Ma come, esiste una raccolta firme per un referendum nazionale finalizzato a tagliare gli stipendi dei parlamentari e i media non ne parlano?
La “casta” potente censura tutto? L’informazione non è libera? C’è un complotto dei poteri forti?
A leggere i link virali che vengono diffusi in questi giorni su facebook sembrerebbe proprio così.
Bufala o non bufala? La domanda sorge spontanea, considerando che nei link diffusi sulla rete esistono precise direttive che istruiscono su come recarsi presso il proprio Comune di residenza e mettere una firma, peccato che chi provi a farlo spesso si senta rispondere dagli impiegati degli uffici comunali “Noi non ne sappiamo proprio nulla”.
Se anche fosse vero che i media “complici della casta” censurano la notizia, l’estenuante tam tam su internet a questo punto dovrebbe aver agevolmente eliminato il problema della “censura”. Quasi tutti gli italiani hanno un pc, molti navigano su facebook, ormai la copertura della notizia dovrebbe aver raggiunto un numero sufficiente di persone per varcare la fatidica quota delle 500.000 firme.

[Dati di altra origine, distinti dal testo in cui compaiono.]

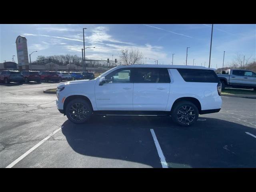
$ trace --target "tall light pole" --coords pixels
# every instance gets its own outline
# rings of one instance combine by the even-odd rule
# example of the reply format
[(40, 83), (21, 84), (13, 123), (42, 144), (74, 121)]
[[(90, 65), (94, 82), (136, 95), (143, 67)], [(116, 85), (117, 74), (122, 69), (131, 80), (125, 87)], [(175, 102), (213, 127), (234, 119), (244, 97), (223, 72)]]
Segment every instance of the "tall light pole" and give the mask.
[(37, 51), (33, 51), (33, 52), (32, 52), (31, 53), (30, 53), (29, 54), (29, 60), (30, 60), (30, 69), (31, 69), (31, 58), (30, 57), (30, 55), (31, 55), (33, 53), (34, 53), (34, 52), (37, 52)]
[(173, 65), (173, 55), (175, 55), (175, 53), (172, 54), (172, 65)]
[(85, 48), (84, 47), (84, 30), (87, 28), (83, 28), (83, 35), (84, 36), (84, 71), (85, 72)]
[(223, 71), (223, 68), (224, 68), (224, 58), (225, 57), (225, 51), (224, 51), (224, 54), (223, 54), (223, 63), (222, 64), (222, 70), (221, 71), (222, 73), (222, 72)]
[(211, 64), (211, 53), (212, 52), (212, 30), (213, 30), (213, 24), (212, 25), (212, 35), (211, 36), (211, 45), (210, 48), (210, 58), (209, 58), (209, 68)]
[[(85, 52), (84, 51), (85, 49), (86, 49), (87, 48), (95, 48), (95, 47), (86, 47), (86, 48), (84, 48), (84, 54), (85, 54)], [(84, 72), (85, 72), (85, 54), (84, 56)]]
[(187, 47), (187, 55), (186, 58), (186, 65), (187, 65), (187, 60), (188, 60), (188, 49), (190, 47)]
[(153, 60), (154, 60), (156, 62), (156, 64), (157, 65), (158, 64), (158, 60), (156, 60), (155, 59), (150, 59), (150, 58), (148, 58), (148, 59), (152, 59)]

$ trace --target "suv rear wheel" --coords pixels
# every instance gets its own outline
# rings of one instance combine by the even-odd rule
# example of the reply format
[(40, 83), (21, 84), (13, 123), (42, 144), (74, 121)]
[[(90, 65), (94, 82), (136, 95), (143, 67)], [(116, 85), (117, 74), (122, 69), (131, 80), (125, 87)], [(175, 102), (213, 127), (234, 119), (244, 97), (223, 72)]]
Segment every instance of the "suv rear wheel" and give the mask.
[(92, 109), (88, 102), (81, 98), (70, 101), (66, 107), (68, 118), (77, 124), (85, 122), (92, 114)]
[(198, 118), (197, 107), (189, 101), (182, 101), (175, 104), (171, 112), (172, 120), (182, 126), (189, 126)]

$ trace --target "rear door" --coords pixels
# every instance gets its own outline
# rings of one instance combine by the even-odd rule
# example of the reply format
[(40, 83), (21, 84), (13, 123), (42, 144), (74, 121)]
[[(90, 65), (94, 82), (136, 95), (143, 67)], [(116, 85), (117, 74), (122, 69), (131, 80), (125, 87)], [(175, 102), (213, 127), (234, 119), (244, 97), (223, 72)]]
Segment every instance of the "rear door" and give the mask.
[(230, 75), (230, 84), (243, 85), (244, 84), (244, 71), (242, 70), (232, 70), (232, 74)]
[(252, 71), (244, 71), (244, 84), (256, 86), (256, 74)]
[(167, 69), (135, 68), (134, 70), (133, 110), (164, 111), (170, 89)]

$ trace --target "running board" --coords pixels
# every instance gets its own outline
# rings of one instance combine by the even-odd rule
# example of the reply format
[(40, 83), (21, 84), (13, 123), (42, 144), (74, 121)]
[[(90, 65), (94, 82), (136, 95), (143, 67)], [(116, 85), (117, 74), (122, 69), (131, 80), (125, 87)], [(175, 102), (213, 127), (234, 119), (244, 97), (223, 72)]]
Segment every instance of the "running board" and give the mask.
[(94, 111), (94, 114), (103, 116), (166, 116), (170, 112), (162, 111)]

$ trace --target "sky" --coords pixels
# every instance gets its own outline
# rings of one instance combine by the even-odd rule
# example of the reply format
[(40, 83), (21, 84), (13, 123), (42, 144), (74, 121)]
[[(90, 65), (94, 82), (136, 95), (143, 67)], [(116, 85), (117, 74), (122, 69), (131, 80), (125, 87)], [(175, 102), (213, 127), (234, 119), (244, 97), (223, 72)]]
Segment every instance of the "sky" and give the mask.
[[(83, 28), (85, 30), (86, 57), (90, 59), (118, 59), (120, 51), (138, 48), (144, 54), (142, 64), (186, 64), (206, 66), (209, 64), (212, 25), (196, 24), (1, 24), (0, 62), (12, 61), (17, 55), (15, 40), (19, 35), (28, 40), (31, 61), (39, 55), (76, 54), (82, 57)], [(256, 25), (214, 24), (211, 67), (224, 67), (238, 54), (256, 58)], [(14, 60), (17, 62), (16, 56)]]

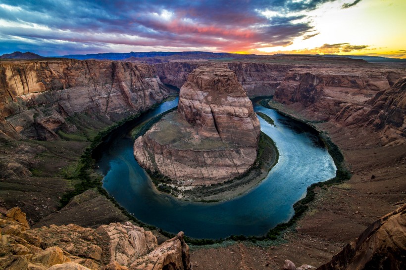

Eppure, questa raccolta firme sembra non esistere. Ma non sui giornali o in tv, proprio nei Comuni di residenza dove i volenterosi cittadini che vogliono abbassare gli stipendi dei parlamentari si recano per chiedere informazioni.
Una bufala quindi. Anzi, no. La proposta di un referendum esiste davvero, ma i promotori sono alquanto disorganizzati, diciamo pure un po’ improvvisati, e non stanno garantendo una copertura sufficiente.
Un complotto dei media? Giornali sotto ricatto? I tentacoli della casta?
Ma neanche per sogno. Semplicemente gli organizzatori si sono raccolti intorno ad un fantomatico partito dal nome “Unione popolare”. E fanno quello che possono, con un impegno un po’ discutibile. Forse desiderano solo un po’ di pubblicità.
Il quesito da loro proposto, però, chiede soltanto l’abolizione dell’articolo 2 della legge 1261 del 1965, il quale stabilisce una diaria per i giorni trascorsi a Roma dai parlamentari durante i lavori di Camera e Senato.
In tutto sono circa 3.500 euro al mese per ogni deputato e senatore: abolendo questa diaria, il risparmio annuo sarebbe di circa 50 milioni di euro.
Molto meno di un costo del referendum stesso.
Il referendum, quindi, non riguarda il taglio delle indennità o degli stipendi netti. Sarebbe incostituzionale.
Ma sarà in ogni caso inammissibile, per un grossolano errore dei promotori:
 l’articolo 31 della legge n. 352 del 25 maggio 1970 stabilisce che “Non può essere depositata richiesta di referendum nell’anno anteriore alla scadenza di una delle due Camere e nei sei mesi successivi alla data di convocazione dei comizi elettorali per l’elezione di una delle Camere medesime”.
Si voterà nel 2013, ergo nel 2012 non possono essere depositate richieste di referendum.
Le firme raccolte, quindi, non serviranno a nulla.
Gli organizzatori hanno comunicato che per ora ne sono state raccolte solo 200.000, ne servirebbero almeno altre 300.000 entro il 26 luglio. Non arriveranno mai, per i problemi organizzativi, non certo per la censura dei “media sotto ricatto”.
Ma anche se dovessero arrivare, sarà tutto inutile.
Agli utenti di facebook che vedranno nella loro home i link che parlano di questo referendum, suggeriamo di non prendersi il disturbo di recarsi in Comune: difficilmente troveranno qualcosa da firmare, quel qualcosa da firmare non riguarda il taglio degli stipendi ma solo una inutile diaria, e inoltre questo referendum non ci sarà mai.
Se si vuole dare la colpa ai “poteri forti” o ai media, si faccia pure.